Nosql Injection in Flask with Dynamodb
Nosql Injection in Flask with Dynamodb — how this specific combination creates or exposes the vulnerability
NoSQL injection in a Flask application that uses Amazon DynamoDB typically occurs when application code builds DynamoDB expressions from untrusted input. Unlike SQL, DynamoDB does not use a query language with parsing in the same way; instead, it uses condition expressions, filter expressions, and key-condition expressions. If these expressions are constructed by string concatenation or by directly passing user-controlled data into API parameters, an attacker can manipulate the logical structure of the request.
In Flask, a common pattern is to read query parameters (e.g., via request.args.get) and use them directly in DynamoDB calls such as query or scan. For example, consider filtering items by a user-provided `user_id`:
table.query(KeyConditionExpression=Key('user_id').eq(request.args.get('user_id')))
At first glance this appears safe because the AWS SDK treats the value as a literal.

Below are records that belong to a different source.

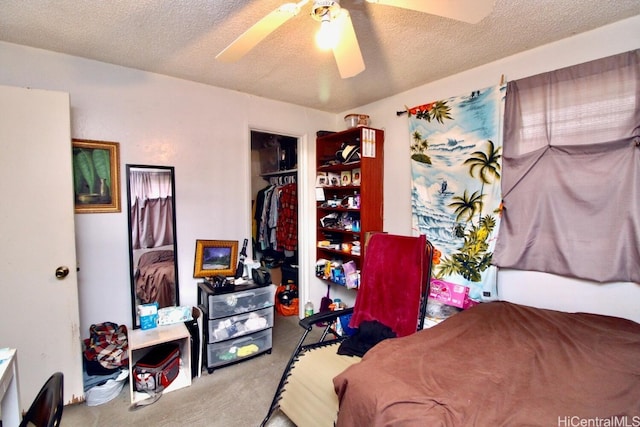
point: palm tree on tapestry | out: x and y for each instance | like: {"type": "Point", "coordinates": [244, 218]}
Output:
{"type": "Point", "coordinates": [487, 165]}
{"type": "Point", "coordinates": [465, 206]}
{"type": "Point", "coordinates": [419, 147]}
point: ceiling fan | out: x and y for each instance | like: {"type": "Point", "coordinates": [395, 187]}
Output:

However, if the application instead builds a filter expression as a string and passes it to scan or uses dynamic key condition construction, injection becomes possible:
user_input = request.args.get('filter')
response = table.scan(FilterExpression=user_input)
An attacker could supply attribute_exists(id) AND #a = 'admin' and, with knowledge of attribute names or through enumeration, attempt to bypass authorization or extract data. DynamoDB’s support for expression attribute names and values helps mitigate this when used correctly, but if the application dynamically injects placeholder names or values from user input, the protection breaks down.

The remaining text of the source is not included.